I have some questions:

  • I am downloading data from here, choosing the NetCDF format, 1 degree, files from the monthly column.
  • I see that there are several available decadal periods: '55-'64, '65-'74, '75-'84, '85-'94, '94-'04, '05-'17, or '81-'10. I get that we are getting an average year across these decades, but which one do we want to use?
  • Whatever one we pick, should we be comparing to a model average across the same decades?
  • I also see that in the netCDF files, there is a t_se whose standard name is sea_water_temperature standard_error. Could we use this as a measure of 'observational' uncertainty?

Revisit methodology

The (Collier2018](https://doi.org/10.1029/2018MS001354) methodology normalizes errors by the standard deviation of the reference variable:

s(x) = exp( - bias(x) / std( ref(t, x) ) )

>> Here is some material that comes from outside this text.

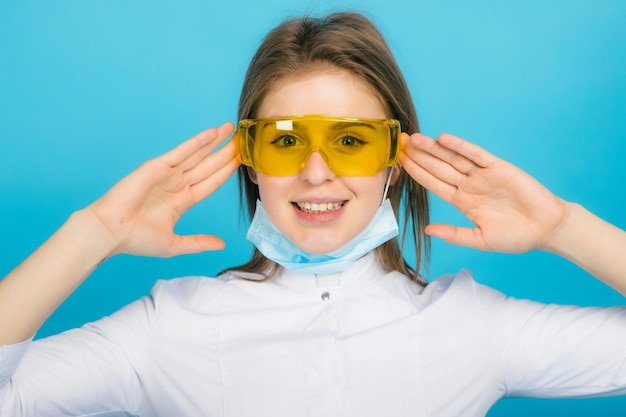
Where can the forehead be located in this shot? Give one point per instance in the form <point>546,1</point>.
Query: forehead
<point>328,91</point>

This worked reasonably well for land, but leads to not-helpful error maps for ocean where the variability is comparatively small. We should rethink this in the context of ocean benchmarking. One alternative would be to use regional quantiles over ocean basins as we have proposed and implemented in ILAMB.

Add SeaWIFS

Jim was under the impression that chlorophyll is high at some river outlets and therefore a poor comparison to the global models. Should we try to mask out these areas?

Add LDEO

@weiweifu In your IOMB_AR6 results, we have a sst data product labeled LDEO which I assume is Lamont-Doherty Earth Observatory. It appears to be another shiptrack product but I am unable to locate more information about it. Can you please provide information where you obtained this data and what it is?